Although in the captive population PDD seems to be limited to the psittacines and even then mostly to macaws, cockatoos and parakeets, there is anecdotal evidence that free ranging birds as diverse as Canada Geese, Toucans, Spoonbills and Weavers have shown the characteristic lesions in the gut and also the more obvious behavioural problems such as weakness and severe muscle ataxia. It has been found in the wild on all continents except Europe, but the problem still remains of easy and 100% reliable diagnosis.

Work which has been done has been on relatively small populations and a controlled environment is difficult, with the added problem of the long incubation of this disease. It is possible that this is a mutation of something previously known to science, but as yet it is unknown. As the parrot family in general becomes a more popular choice as pet, being long lived and relatively easy to care for, this disease will probably come to be apparently more widespread.

Prevention of PDD

Unfortunately with the knowledge currently available, there is no way of being certain that your new parrot does not have Proventricular Dilatation Disease. Scrupulous attention to hygiene and the general quarantine of new birds into the country are about the only steps that can be taken at this point. Buying from a trusted dealer will minimise the risks and regular contact with your parrot will prevent its suffering unnecessarily from unnoticed symptoms.
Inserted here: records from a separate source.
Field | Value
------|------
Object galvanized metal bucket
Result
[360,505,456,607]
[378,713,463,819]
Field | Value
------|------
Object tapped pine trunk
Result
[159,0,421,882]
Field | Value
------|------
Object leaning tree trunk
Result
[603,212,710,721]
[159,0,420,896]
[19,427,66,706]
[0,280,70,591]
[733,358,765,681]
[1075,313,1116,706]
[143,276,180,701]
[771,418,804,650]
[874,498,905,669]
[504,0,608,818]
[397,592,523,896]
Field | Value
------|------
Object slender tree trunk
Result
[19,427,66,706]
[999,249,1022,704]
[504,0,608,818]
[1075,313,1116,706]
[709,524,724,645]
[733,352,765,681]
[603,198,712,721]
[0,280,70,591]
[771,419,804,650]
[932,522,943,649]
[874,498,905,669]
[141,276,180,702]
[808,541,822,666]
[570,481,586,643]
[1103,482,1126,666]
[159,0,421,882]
From the details above, it is clear that the symptoms can be extremely distressing, although the fact that they can all be caused, severally or together, by a whole range of other conditions and problems can lead to a period when the owner will try methods tried and tested on other birds in his care, which worked on simple conditions, such as a mild obstruction or a bacterial infection. If an owner feels that a bird may be suffering from PDD it is a wise precaution to isolate it; although this has not been proved to make any difference, it is always good animal husbandry practice to keep a sick animal away from its companions, if only to give it a calm and stress free environment while it is feeling ill.